Over-the-top isn't an effective strategy.
Here's a better way: When that figurative 'light bulb' goes off in my head, I can resolve to act differently today, or maybe even this entire week. I should concentrate on a limited, manageable chunk of time into which I can sink my teeth. It's a realistic goal; and I can renew my pledge as the time expires.
So, incremental growth is healthy growth. That's a message of the Chanukah candles: First, we bring the light of one candle to the world. Then, a second. And so on.
But what now? Today is the eighth day of Chanukah. Tomorrow there are no more Chanukah candles. The Menorahs and dreidels are packed away.
But it can't end here. This is just the launch.
Now we need to take Chanukah's inspiration and elevate our lives throughout the year.
Our conceptual Chanukah lights need to keep burning, even after the Menorah is packed away. Hmmm. Lights burning beyond their normal capacity. I guess that'll be our own personal 'Miracle of the Oil'.

Upward Mobility

A beautiful thing about Jewish life is our constant flow of events and exercises. Each Mitzvah, every holiday, beckons us further along our personal road of self-actualization; and each elevates our conciousness in some manner or form.

Sounds empowering. But, in a way, it also sounds tiring. Why can't we just leave well enough alone? You know: "If it ain't broke, don't fix it". Or "be satisfied with what you have".

In truth, I DO need to find satisfaction with my present situation when it comes to my car, clothing, house etc.

But my life's moral/spiritual journey is different. That's all about progress.
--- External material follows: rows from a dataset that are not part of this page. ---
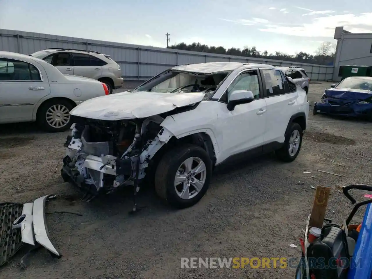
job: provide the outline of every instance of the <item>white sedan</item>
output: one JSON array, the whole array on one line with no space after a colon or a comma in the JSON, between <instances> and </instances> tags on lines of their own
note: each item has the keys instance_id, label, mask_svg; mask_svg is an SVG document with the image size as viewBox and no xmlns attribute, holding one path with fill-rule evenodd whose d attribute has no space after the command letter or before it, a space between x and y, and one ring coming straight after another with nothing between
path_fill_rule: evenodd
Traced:
<instances>
[{"instance_id":1,"label":"white sedan","mask_svg":"<svg viewBox=\"0 0 372 279\"><path fill-rule=\"evenodd\" d=\"M49 132L72 124L70 112L88 99L108 95L95 80L64 75L45 61L0 51L0 124L37 121Z\"/></svg>"}]
</instances>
Just standing still on life's road is actually regressing. In the words of the Talmud: "One who doesn't INcrease, DEcreases".

Why? Because living a value-based life means being on the edge, constantly watching for the opportunities and challenges that arise. I need to always be searching, looking for ways to reach my potential.

I should generally be comfortable with who I am, but I should never abandon the vision of who I can become.

I need to keep growing, because self-satisfaction leads to complacency, and moral-growth paralysis. It's the feeling of "If I'm good enough, why grow?"

So Chanukah teaches us an important life-lesson. Even though we lit x candles yesterday, we need to burn even brighter today.

Because life is about growth, and about consistently increasing the light we bring to the world. Sounds a bit daunting. But I guess that's the price of a meaningful life.